A. Registration Validations

  1. Required field missing

    1. Missing required field cutover_required
    2. "Missing field engine, please provide one of ['mysql', 'mssql', 'postgres']"
    3. "Missing both `db_details` and `source_db_names`,  "please provide at least one of them."
    4. Missing required field scalearc_endpoint.

  2. Wrong input values provided

    1. "Invalid value engine=None, should be one of ['mysql', 'mssql', 'postgres']"
    2. 'Invalid scalearc_cutover_duration=x, Underlying error AssertionError: scalearc_cutover_duration=x should be >= 10 minutes'
    3. Invalid scalearc_cutover_lag_threshold=x, Underlying error AssertionError: scalearc_cutover_lag_threshold=x should be > zero
    4. Invalid scalearc_cutover_start_time=x
      1. Should be in hh:mm format.
      2. Hour hh in scalearc_cutover_start_time should be from 0 to 23, given hour=x
      3. Minute mm in scalearc_cutover_start_time should be from 0 to 59
    5. Value for source_port should be an integer
    6. Value for target_port should be an integer
    7. Expected {password} to be already decrypted, looks encrypted, starting with …
      Provide the decrypted password for source_password, target_password, scalearc_password
    8. Source and target username should be the same in a ScaleArc cluster, as cutover is required.
    9. Source and target password should be the same in a ScaleArc cluster, as cutover is required.
      Follow Step 6 in the Guidelines for preparing databases for migration for a fix for (h) and (i)

  3. ScaleArc cluster validations

    1. Could not fetch cluster details for cluster = x   
      Create a cluster and ensure it is up and running before initiating a migration.
    2. Expected cluster with cluster_id=X to be of type ..., found ... . Please check the cluster once.     
      You are running a migration for example MySQL database and you have provided Postgres cluster details.   
      Verify that the cluster details provided are correct as per the migration database.
    3. Expected cluster with {cluster_id=} to have exactly two servers added.
      One for the source database and one for the target database.
    4. Expected one of the servers to be in "Read + Write" mode, found none.
    5. Expected one of the servers to be in "Standby, No Traffic" mode, found none.
    6. Could not find the source server with "Read + Write" mode.
    7. Source server host in {cluster_id=} does not match the expected value.
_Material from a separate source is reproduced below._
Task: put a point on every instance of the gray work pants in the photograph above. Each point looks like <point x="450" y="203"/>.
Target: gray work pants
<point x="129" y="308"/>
Expected X to be in "Read + Write", found Y to be in "Read + Write". Please check the servers are in the correct roles once more.
    8. Source server port in {cluster_id=} does not match the expected value. Expected X to be in "Read + Write", found Y to be in "Read + Write". Please check the servers are in the correct roles.
    9. Could not find the target server with "Standby, No Traffic" mode.
    10. Target server host in {cluster_id=} does not match the expected value. 
      Expected X to be in "Standby, No Traffic", found Y to be in "Standby, No Traffic". Please check the servers are in the correct roles.
    11. Target server port in {cluster_id=} does not match the expected value. 
      Expected X to be in "Standby, No Traffic", found Y to be in "Standby, No Traffic". Please check the servers are in the correct roles.
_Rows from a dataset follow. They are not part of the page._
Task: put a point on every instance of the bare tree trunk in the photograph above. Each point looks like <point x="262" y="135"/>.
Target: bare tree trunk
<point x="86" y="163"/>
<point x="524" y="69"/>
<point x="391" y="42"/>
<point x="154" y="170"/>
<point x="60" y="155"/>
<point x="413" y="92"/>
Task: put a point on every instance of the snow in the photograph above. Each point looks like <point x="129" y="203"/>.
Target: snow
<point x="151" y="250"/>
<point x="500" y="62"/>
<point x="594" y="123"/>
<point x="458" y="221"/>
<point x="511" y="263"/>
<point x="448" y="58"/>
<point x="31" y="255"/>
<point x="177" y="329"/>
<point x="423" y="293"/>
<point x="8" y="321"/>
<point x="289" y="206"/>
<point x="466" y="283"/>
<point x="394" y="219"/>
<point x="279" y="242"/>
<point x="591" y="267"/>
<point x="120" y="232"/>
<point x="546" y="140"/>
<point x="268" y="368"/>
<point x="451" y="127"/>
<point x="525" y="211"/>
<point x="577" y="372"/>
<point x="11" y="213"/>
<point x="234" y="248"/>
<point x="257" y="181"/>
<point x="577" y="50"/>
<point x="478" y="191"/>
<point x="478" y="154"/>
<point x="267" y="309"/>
      Follow Step 4 in the Guidelines for preparing databases for migration for errors from (f) to (k).
    12. Source and target host and port should be different. It is dangerous to use the same source and target host:port as DMS would wipe/drop your target database.   
      You have provided the same host and port for the source and target database. This is dangerous because you are trying to clone the source database at the same host and port.   
      Please provide the different source and target host, port.
    13. Target {db_name=} is not empty. It contains X tables. Delete ensure that you provide a fresh empty target database for migration, else data in your target database will be wiped/dropped by DMS.
      The target database should be empty to initiate a migration. Ensure this before starting the migration.  
  4. Other registration validations

    1. Could not log in to the ScaleArc endpoint at X, please check the ScaleArc access.
    2. "Target database does not exist target_uri=XX, and could not even create it yourself" 
      Insight: Either the given user does not have permission to create the database, or the create database query failed. 
      Fix: Create the target database before initiating a migration or provide users with sufficient permissions to create the database.
    3. Failed to connect to source database {connection_uri} 
      Failed to connect to target database {connection_uri}
      The above message can occur due to multiple reasons. Below are the troubleshooting steps for the same:
      1. Verify that the source/target host, port, username, password are correctly provided.
      2. Set up a VPC peering with this AWS account(VPC details:
        CN-Development VPC vpc-0156cd9a85b4b3fac).
        This is required as we need to be able to access source and target databases from our DMS replication service.
      3. Allow connections from Devflows to your databases by creating a VPC peering between your account where the source and target databases are present to the below Devflows account:
        AWS Account ID : 346945241475
        VPC ID: vpc-027288988b1ac3149 
        The fix implemented in the below example is specific to the instances mentioned. In your case, it will be different as per your network settings: 
        1. Add route on tgw in your AWS account
          Add_route.png

        2. Modify Security group to allow CN-Production Network 
          This is to make sure the security group of the DB instance is not blocking the Devflows VPC CIDR. Add below two CIDRs in the security group of the DB instance.
          Modify_security_group.png

 

B. DMS Errors

  1.  

    Last Error Replication task out of memory. Stop Reason FATAL_ERROR Error Level FATAL

    (OR)

    Last Error Not enough memory to allocate.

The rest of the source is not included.